Stay in your home longer by making these home modifications to age in place
Love it? Don’t Leave it!!
Does your home feel as though it’s conspiring against you as you age. All those steps make your knees ache, you have to risk life and limb to reach the top shelves in your cabinets, and there’s always something—whether it’s a scatter rug (even the name sounds dodgy) or a slippery tile floor—there to trip you up!
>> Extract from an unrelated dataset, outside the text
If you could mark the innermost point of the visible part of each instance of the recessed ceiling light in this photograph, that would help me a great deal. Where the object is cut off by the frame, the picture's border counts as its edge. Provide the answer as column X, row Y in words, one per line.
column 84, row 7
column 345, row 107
Remember when you “baby proofed” for your kids? Well, if you want to stay in your home you love, it’s time you “mature proofed” it (also known as Universal Design).
No climbing to cook
Most traditional cabinets have shelves that even the tallest person can’t reach. Rather than risk a tumble off a step ladder, bring everything you need down to lower cabinets and use other storage methods such as rolling carts or pegboards to keep the stuff that just won’t fit handy. There are also other gadgets such as “pull-down shelves” that fit in upper cabinets and even height-adjustable motorized cabinets you can use to bring your kitchen tools right to you. And remember that D-shaped handles are easier and less painful for arthritic to pull than round knobs.
Use the facilities safely
A 17” toilet high puts less strain on your legs, knees and back. But if you’re not ready to spring for a new commode, a plumber can raise your existing one on a platform or you can even buy a seat that elevates the toilet for easier up and down. Grab bars are also a great addition both around the toilet and in the shower to keep you on your feet. Also make sure that floors, tubs and showers have nonskid mats or strips—even better, get off your feet altogether with a seat or built-in bench in your shower. Plus, shower stalls should be low or no-threshold for ultimate safety.
Stay on flat ground
While a single-floor home is best, a master suite downstairs will keep all your activity on the main level (save the upstairs bedrooms for the kids when they visit). It’s also important to have at least one no-step entrance to your home, allowing you easier entrance everyday but especially if you have to use crutches, a walker or a wheelchair one day.
Around the house
Other additions you’ll appreciate as you get older include side-by-side refrigerator/freezers and raised front-loading washer/dryers and dishwashers (less bending), task lighting (good for aging eyes) and space for a seat near dryers and dishwashers and under countertops—anywhere you’re working and would like to get off your feet. Keeping a couple of “grabbers” (a claw-type tool on a long arm) around the house keeps you from bending over to pick up everything from dirty socks to dog poo.